Plasma synthesis of ammonia is a potential and sustainable way of nitrogen fixation. In this work, a series of M/Al₂O₃ (M =Co, Ni, Co–Ni) catalysts have been investigated to enhance the synthesis of NH₃ from N₂ and H₂ in a dielectric barrier discharge (DBD) plasma reactor. Under the conditions of a volume ratio of N₂:H₂ of 1:1, a total gas flow rate of 200 mL min⁻¹, and a discharge temperature of 200 °C, the order of the ammonia synthesis rate filled with different catalysts was Co–Ni/Al₂O₃ > Co/Al₂O₃ > Ni/Al₂O₃ > Al₂O₃ > only plasma. And the highest ammonia synthesis rate could be obtained was 1500 μmol g⁻¹ h⁻¹ by using Co–Ni/Al₂O₃ as the catalyst. Further research found that compared with single metal catalysis, on the one hand, the presence of Co–Ni bimetal reduced the total amount and strength of acidic sites on the catalyst surface, which is beneficial for the desorption of synthesized ammonia gas. On the other hand, the presence of Co–Ni bimetal enhanced the plasma discharge observed by the ICCD camera. At the same time, the electrical characterization was found changed with different catalysts added in the plasma synthesis process. Adding a Co–Ni bimetal loaded catalyst in the reaction system increased the average electric field (E) and improved the power efficiency.

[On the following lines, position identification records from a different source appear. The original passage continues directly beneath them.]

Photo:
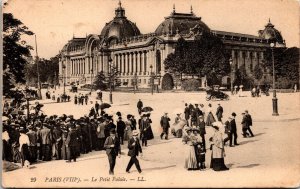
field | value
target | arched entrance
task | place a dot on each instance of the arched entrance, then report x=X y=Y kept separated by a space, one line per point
x=158 y=61
x=167 y=82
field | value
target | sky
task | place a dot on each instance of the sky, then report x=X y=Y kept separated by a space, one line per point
x=56 y=21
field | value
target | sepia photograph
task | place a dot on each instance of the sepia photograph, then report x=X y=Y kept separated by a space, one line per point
x=150 y=94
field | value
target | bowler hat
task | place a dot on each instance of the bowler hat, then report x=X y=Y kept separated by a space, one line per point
x=135 y=133
x=112 y=131
x=215 y=127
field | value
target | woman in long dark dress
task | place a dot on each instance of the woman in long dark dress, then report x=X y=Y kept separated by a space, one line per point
x=218 y=152
x=210 y=117
x=63 y=147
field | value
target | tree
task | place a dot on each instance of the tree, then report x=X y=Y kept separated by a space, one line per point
x=258 y=72
x=48 y=74
x=205 y=56
x=286 y=63
x=100 y=82
x=15 y=50
x=167 y=82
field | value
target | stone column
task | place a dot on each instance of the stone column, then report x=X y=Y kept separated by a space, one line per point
x=138 y=63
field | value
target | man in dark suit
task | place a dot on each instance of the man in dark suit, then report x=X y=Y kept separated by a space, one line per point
x=219 y=112
x=245 y=125
x=249 y=122
x=113 y=148
x=187 y=113
x=164 y=123
x=135 y=148
x=139 y=106
x=71 y=143
x=121 y=129
x=232 y=129
x=46 y=140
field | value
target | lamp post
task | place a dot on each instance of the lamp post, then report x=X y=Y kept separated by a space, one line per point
x=91 y=80
x=27 y=99
x=151 y=79
x=110 y=79
x=274 y=100
x=134 y=83
x=231 y=76
x=64 y=79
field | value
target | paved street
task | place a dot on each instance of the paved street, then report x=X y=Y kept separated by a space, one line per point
x=271 y=158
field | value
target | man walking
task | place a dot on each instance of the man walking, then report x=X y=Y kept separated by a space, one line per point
x=232 y=130
x=249 y=122
x=113 y=148
x=219 y=113
x=140 y=106
x=71 y=143
x=135 y=148
x=164 y=123
x=46 y=140
x=187 y=113
x=121 y=129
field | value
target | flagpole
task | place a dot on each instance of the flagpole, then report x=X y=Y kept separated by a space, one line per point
x=38 y=72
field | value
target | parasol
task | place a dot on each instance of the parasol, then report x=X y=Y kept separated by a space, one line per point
x=4 y=118
x=178 y=111
x=147 y=109
x=104 y=106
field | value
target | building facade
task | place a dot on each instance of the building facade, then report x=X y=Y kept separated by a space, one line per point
x=136 y=56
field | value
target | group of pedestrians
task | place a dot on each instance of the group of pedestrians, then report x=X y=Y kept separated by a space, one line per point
x=81 y=99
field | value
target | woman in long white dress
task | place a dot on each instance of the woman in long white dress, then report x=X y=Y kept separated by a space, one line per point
x=210 y=117
x=128 y=130
x=189 y=142
x=218 y=151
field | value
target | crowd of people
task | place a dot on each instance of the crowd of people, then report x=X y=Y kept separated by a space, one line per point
x=44 y=138
x=40 y=137
x=192 y=130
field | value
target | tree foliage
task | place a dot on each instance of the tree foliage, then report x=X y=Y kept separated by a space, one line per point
x=15 y=50
x=167 y=82
x=286 y=63
x=48 y=70
x=202 y=57
x=100 y=81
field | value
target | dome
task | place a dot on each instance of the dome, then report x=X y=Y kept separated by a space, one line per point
x=181 y=23
x=120 y=27
x=271 y=33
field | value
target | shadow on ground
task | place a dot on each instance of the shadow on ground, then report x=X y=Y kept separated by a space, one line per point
x=249 y=166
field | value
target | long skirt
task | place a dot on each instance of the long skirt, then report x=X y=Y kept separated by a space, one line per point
x=190 y=158
x=217 y=164
x=64 y=151
x=127 y=135
x=210 y=119
x=6 y=152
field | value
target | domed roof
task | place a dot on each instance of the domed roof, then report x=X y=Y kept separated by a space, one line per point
x=271 y=33
x=120 y=27
x=181 y=23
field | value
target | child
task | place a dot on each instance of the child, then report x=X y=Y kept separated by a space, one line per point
x=201 y=153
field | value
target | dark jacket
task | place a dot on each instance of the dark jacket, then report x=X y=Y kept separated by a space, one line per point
x=164 y=122
x=112 y=150
x=139 y=104
x=244 y=122
x=248 y=120
x=72 y=138
x=232 y=126
x=135 y=149
x=219 y=112
x=186 y=113
x=121 y=127
x=45 y=136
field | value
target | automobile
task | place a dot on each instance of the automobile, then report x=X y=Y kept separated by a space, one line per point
x=215 y=94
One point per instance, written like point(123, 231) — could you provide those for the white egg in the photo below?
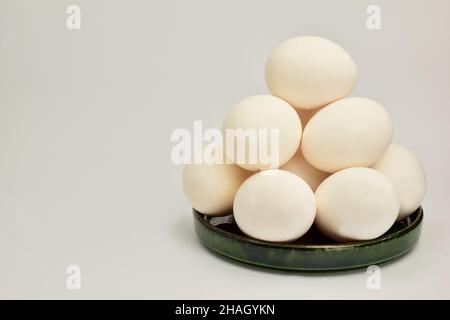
point(351, 132)
point(254, 115)
point(210, 188)
point(274, 205)
point(306, 115)
point(310, 72)
point(304, 170)
point(356, 204)
point(401, 166)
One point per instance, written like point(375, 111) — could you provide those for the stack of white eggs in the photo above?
point(338, 166)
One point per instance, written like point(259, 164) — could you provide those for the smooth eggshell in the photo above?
point(274, 205)
point(401, 166)
point(265, 112)
point(210, 188)
point(310, 72)
point(352, 132)
point(356, 204)
point(304, 170)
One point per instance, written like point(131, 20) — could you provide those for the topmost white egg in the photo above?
point(310, 72)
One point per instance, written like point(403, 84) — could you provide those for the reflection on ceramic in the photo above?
point(313, 251)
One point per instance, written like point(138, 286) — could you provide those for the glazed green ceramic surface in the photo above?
point(313, 251)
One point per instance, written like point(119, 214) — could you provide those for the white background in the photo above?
point(85, 124)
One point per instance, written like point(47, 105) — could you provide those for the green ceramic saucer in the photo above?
point(313, 251)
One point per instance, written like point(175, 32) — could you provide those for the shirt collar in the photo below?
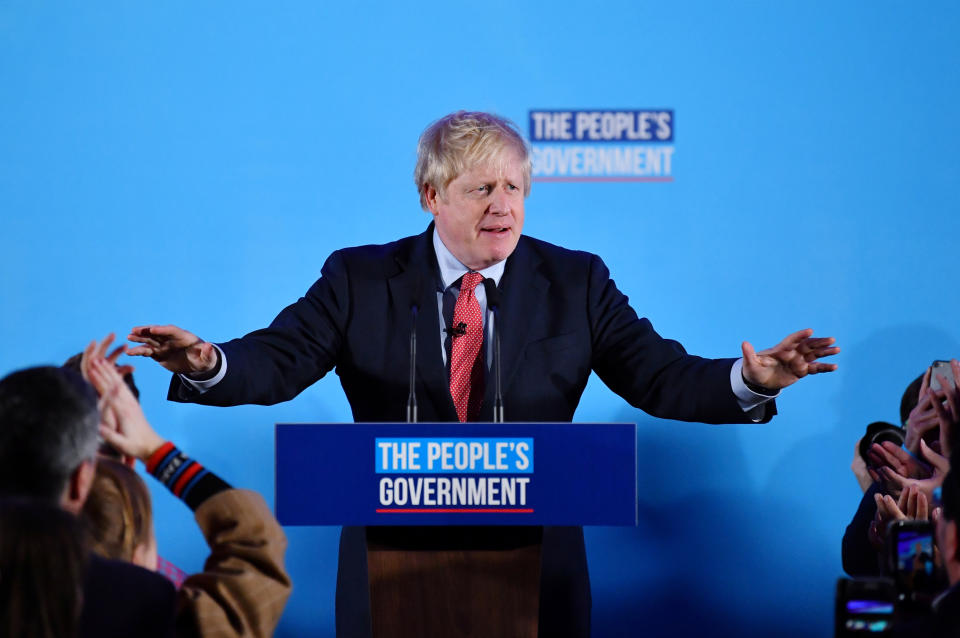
point(451, 269)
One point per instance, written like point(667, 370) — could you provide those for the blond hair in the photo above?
point(457, 142)
point(117, 514)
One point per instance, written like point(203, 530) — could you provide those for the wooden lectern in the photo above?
point(445, 560)
point(454, 581)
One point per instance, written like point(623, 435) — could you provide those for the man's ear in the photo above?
point(78, 486)
point(430, 195)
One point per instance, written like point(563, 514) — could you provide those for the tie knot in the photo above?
point(470, 281)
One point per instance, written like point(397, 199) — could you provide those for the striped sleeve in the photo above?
point(185, 477)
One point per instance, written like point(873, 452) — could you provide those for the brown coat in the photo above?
point(243, 587)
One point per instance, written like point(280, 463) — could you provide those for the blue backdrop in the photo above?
point(195, 163)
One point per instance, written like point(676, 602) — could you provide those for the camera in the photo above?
point(878, 432)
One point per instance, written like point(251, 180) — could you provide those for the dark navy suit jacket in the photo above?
point(561, 317)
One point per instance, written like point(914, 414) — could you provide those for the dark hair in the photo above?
point(117, 515)
point(950, 490)
point(48, 426)
point(910, 399)
point(42, 561)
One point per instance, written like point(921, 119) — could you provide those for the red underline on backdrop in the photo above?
point(454, 511)
point(603, 179)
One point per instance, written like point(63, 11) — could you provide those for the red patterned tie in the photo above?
point(466, 365)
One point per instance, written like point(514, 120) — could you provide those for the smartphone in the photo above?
point(940, 369)
point(864, 606)
point(912, 559)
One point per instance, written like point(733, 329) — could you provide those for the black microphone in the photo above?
point(412, 398)
point(493, 303)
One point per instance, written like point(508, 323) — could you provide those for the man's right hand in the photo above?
point(177, 350)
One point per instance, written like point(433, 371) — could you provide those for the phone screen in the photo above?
point(915, 565)
point(864, 607)
point(869, 616)
point(940, 369)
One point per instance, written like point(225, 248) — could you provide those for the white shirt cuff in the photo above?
point(203, 386)
point(747, 398)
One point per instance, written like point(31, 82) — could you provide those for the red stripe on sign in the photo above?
point(603, 179)
point(454, 511)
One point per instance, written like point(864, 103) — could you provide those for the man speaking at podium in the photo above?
point(561, 317)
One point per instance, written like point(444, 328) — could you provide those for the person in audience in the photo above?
point(943, 620)
point(118, 515)
point(919, 463)
point(48, 442)
point(243, 588)
point(42, 560)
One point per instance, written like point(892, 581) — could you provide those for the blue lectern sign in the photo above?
point(456, 474)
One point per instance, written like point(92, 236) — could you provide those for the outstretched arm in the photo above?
point(174, 348)
point(244, 586)
point(789, 361)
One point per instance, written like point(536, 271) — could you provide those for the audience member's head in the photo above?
point(910, 398)
point(41, 570)
point(48, 436)
point(118, 516)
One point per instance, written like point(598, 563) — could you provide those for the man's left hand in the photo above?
point(790, 360)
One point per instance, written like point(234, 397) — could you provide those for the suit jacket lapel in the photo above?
point(415, 274)
point(523, 293)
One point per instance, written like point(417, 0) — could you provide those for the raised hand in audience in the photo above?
point(174, 348)
point(124, 425)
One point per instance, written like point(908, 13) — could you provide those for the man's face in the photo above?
point(480, 217)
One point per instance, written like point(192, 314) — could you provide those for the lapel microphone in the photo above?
point(412, 397)
point(493, 303)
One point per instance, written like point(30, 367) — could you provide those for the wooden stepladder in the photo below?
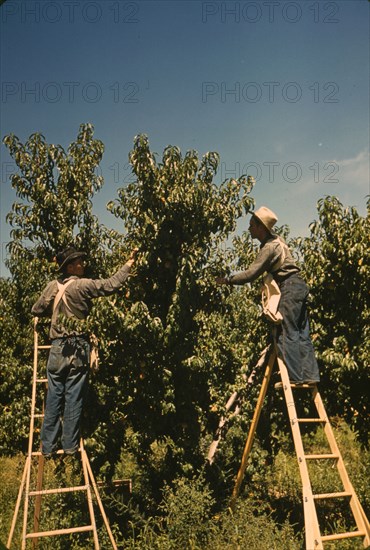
point(32, 489)
point(313, 538)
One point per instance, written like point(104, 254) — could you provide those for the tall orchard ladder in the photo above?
point(28, 493)
point(313, 537)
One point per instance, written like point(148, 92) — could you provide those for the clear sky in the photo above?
point(279, 89)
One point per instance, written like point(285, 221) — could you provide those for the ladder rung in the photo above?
point(339, 536)
point(343, 494)
point(60, 532)
point(59, 490)
point(318, 457)
point(308, 420)
point(39, 453)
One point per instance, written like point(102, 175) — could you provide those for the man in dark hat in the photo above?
point(70, 297)
point(293, 338)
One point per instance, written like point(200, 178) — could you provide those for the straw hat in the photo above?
point(266, 216)
point(67, 256)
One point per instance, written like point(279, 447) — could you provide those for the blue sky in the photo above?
point(279, 89)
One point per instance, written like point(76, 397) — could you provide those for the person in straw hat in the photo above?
point(68, 297)
point(293, 338)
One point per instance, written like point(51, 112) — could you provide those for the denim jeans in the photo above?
point(67, 373)
point(293, 341)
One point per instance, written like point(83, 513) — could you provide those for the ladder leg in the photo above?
point(102, 511)
point(18, 503)
point(36, 515)
point(85, 461)
point(312, 529)
point(357, 510)
point(252, 429)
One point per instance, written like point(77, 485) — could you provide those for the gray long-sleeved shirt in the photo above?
point(79, 296)
point(268, 257)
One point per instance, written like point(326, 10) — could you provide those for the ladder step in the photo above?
point(39, 453)
point(59, 490)
point(294, 385)
point(318, 457)
point(339, 536)
point(60, 532)
point(343, 494)
point(309, 420)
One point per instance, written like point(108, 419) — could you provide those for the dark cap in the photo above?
point(67, 256)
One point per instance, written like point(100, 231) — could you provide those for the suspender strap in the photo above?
point(60, 296)
point(283, 254)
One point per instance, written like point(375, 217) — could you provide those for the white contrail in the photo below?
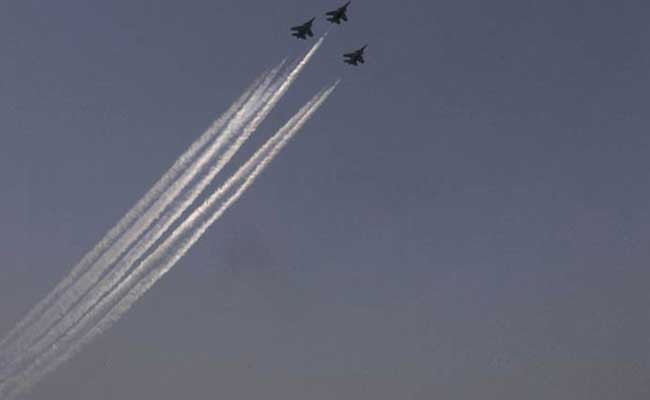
point(20, 350)
point(171, 250)
point(90, 298)
point(89, 258)
point(94, 264)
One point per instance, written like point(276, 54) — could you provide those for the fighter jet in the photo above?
point(337, 15)
point(304, 30)
point(355, 57)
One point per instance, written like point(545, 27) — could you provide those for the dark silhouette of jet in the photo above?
point(355, 57)
point(304, 30)
point(337, 15)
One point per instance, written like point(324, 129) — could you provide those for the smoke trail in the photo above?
point(244, 108)
point(170, 251)
point(89, 258)
point(91, 297)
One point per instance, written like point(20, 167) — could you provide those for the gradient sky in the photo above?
point(466, 217)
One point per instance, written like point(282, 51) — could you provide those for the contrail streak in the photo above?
point(91, 297)
point(20, 349)
point(167, 254)
point(119, 238)
point(89, 258)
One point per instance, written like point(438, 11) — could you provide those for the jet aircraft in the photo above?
point(355, 57)
point(337, 15)
point(304, 30)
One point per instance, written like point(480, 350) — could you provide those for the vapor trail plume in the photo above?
point(69, 313)
point(165, 256)
point(118, 239)
point(161, 196)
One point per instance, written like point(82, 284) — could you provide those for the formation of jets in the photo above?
point(335, 17)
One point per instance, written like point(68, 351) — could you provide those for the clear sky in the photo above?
point(466, 217)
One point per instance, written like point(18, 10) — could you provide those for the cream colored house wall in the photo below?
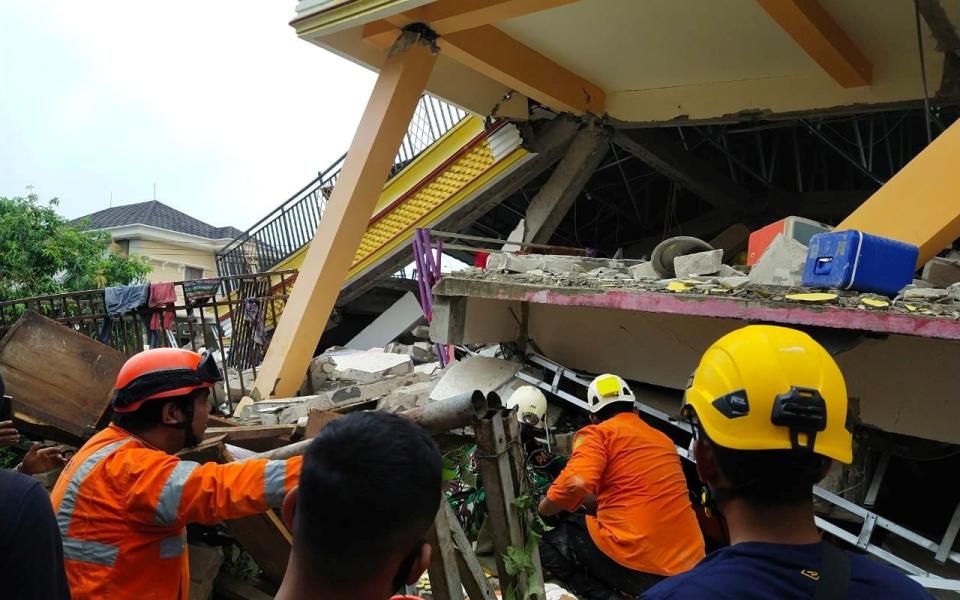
point(168, 260)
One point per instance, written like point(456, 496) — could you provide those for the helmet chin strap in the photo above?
point(189, 437)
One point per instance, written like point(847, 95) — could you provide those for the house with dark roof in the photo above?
point(178, 246)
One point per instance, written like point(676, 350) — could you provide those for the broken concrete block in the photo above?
point(643, 271)
point(728, 271)
point(781, 264)
point(205, 562)
point(474, 373)
point(512, 263)
point(700, 263)
point(954, 291)
point(407, 397)
point(366, 367)
point(941, 272)
point(735, 282)
point(928, 294)
point(320, 370)
point(559, 266)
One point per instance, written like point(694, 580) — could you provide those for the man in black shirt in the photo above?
point(31, 553)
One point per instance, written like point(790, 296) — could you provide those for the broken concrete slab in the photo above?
point(474, 373)
point(735, 283)
point(421, 332)
point(643, 271)
point(396, 320)
point(942, 272)
point(512, 263)
point(320, 370)
point(782, 263)
point(699, 263)
point(407, 397)
point(370, 366)
point(928, 294)
point(293, 409)
point(558, 265)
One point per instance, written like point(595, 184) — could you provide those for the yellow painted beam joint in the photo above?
point(920, 204)
point(809, 24)
point(328, 259)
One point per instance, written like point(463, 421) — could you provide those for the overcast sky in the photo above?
point(218, 103)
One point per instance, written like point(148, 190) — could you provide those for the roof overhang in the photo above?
point(139, 231)
point(654, 61)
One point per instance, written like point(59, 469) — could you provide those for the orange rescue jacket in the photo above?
point(122, 507)
point(644, 518)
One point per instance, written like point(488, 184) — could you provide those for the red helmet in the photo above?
point(162, 373)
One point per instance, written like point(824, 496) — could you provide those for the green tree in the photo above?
point(43, 253)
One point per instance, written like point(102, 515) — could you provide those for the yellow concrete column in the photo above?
point(402, 80)
point(920, 204)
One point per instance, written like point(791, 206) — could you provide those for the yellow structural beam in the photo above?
point(491, 52)
point(920, 204)
point(402, 80)
point(823, 39)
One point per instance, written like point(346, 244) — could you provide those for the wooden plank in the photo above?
point(59, 377)
point(471, 572)
point(265, 538)
point(495, 468)
point(444, 575)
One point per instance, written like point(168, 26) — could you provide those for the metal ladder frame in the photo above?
point(871, 520)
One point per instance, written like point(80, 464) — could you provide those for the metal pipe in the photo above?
point(437, 417)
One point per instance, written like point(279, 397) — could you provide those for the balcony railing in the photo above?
point(291, 226)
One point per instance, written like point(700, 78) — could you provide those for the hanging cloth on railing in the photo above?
point(118, 300)
point(162, 296)
point(198, 291)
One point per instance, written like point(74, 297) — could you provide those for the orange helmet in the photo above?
point(162, 373)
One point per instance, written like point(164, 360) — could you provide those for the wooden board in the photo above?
point(57, 376)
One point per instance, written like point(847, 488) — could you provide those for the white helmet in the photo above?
point(531, 405)
point(606, 389)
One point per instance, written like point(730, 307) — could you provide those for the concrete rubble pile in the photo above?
point(775, 278)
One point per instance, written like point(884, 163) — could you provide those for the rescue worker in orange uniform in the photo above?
point(626, 475)
point(123, 501)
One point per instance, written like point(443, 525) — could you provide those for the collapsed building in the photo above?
point(555, 145)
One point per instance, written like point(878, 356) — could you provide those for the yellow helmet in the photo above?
point(764, 387)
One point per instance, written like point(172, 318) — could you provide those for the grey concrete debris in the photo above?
point(643, 271)
point(421, 332)
point(407, 397)
point(735, 282)
point(512, 263)
point(782, 263)
point(942, 272)
point(320, 370)
point(699, 263)
point(558, 265)
point(365, 367)
point(474, 373)
point(928, 294)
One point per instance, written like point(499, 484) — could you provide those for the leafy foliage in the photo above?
point(42, 253)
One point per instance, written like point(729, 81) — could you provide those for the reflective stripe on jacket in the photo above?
point(122, 508)
point(644, 518)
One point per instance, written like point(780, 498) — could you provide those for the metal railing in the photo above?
point(291, 226)
point(234, 318)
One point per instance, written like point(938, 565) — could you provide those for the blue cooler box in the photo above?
point(853, 260)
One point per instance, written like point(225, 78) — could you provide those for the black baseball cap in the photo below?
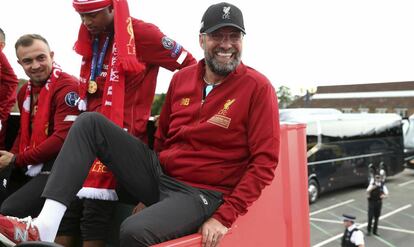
point(222, 15)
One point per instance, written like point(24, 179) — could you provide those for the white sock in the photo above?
point(49, 219)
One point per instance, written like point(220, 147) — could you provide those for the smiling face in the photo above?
point(99, 21)
point(36, 60)
point(222, 49)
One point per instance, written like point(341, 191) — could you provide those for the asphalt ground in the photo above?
point(396, 225)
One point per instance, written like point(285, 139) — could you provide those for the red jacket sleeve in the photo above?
point(20, 98)
point(263, 139)
point(154, 47)
point(8, 85)
point(62, 117)
point(164, 121)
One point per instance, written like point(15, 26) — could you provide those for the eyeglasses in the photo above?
point(219, 37)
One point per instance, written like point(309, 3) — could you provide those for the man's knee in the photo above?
point(86, 120)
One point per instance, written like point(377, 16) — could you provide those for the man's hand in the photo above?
point(212, 231)
point(5, 159)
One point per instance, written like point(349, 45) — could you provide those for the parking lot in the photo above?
point(396, 226)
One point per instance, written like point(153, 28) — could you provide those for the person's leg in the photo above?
point(96, 221)
point(377, 213)
point(27, 200)
point(135, 166)
point(92, 135)
point(370, 216)
point(181, 211)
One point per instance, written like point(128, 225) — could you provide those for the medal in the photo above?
point(92, 87)
point(97, 63)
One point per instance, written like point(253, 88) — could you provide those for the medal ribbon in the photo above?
point(97, 68)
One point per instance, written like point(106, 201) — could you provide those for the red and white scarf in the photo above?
point(100, 183)
point(40, 128)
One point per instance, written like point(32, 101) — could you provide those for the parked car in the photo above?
point(344, 147)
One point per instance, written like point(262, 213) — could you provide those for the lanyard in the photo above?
point(97, 68)
point(208, 89)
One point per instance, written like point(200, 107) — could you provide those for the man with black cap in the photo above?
point(352, 235)
point(216, 147)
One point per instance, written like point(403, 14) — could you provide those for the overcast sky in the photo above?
point(296, 43)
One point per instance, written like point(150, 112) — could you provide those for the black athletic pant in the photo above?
point(374, 212)
point(175, 209)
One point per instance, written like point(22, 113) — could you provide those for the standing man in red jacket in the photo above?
point(217, 148)
point(121, 59)
point(8, 85)
point(47, 111)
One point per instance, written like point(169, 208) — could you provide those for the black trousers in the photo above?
point(173, 209)
point(374, 212)
point(26, 201)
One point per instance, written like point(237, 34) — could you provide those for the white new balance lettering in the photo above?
point(20, 234)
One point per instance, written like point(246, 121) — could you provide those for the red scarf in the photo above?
point(100, 183)
point(40, 130)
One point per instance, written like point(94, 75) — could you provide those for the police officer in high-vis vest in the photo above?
point(376, 192)
point(353, 237)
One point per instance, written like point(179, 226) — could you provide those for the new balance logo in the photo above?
point(20, 234)
point(203, 199)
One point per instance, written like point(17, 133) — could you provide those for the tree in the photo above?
point(284, 96)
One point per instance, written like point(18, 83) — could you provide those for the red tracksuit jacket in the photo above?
point(230, 143)
point(155, 50)
point(62, 115)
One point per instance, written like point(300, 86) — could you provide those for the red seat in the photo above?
point(280, 217)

氨的等离子体合成是一种潜在且可持续的固氮方式。在这项工作中，研究了一系列 M/Al ₂ O ₃ (M =Co, Ni, Co-Ni) 催化剂，以增强在介质阻挡放电 (DBD) 等离子体中由 N ₂和 H ₂合成 NH ₃反应堆。在N ₂ :H ₂体积比为1:1、总气体流量为200 mL min ^-1、排气温度为200 ℃的条件下，不同催化剂填充的氨合成速率顺序为 Co-Ni/Al ₂ O ₃  > Co/Al ₂ O ₃  > Ni/Al ₂O ₃  > Al ₂ O ₃  > 仅等离子体。使用Co-Ni/Al ₂ O ₃可获得最高的氨合成速率为1500 μmol g ^-1  h ^-1作为催化剂。进一步研究发现，与单金属催化相比，一方面，Co-Ni双金属的存在降低了催化剂表面酸性位点的总量和强度，有利于合成氨气的解吸。另一方面，Co-Ni 双金属的存在增强了 ICCD 相机观察到的等离子体放电。同时，发现在等离子体合成过程中加入不同的催化剂会改变电学特性。在反应系统中添加负载 Co-Ni 双金属的催化剂增加了平均电场 (E) 并提高了功率效率。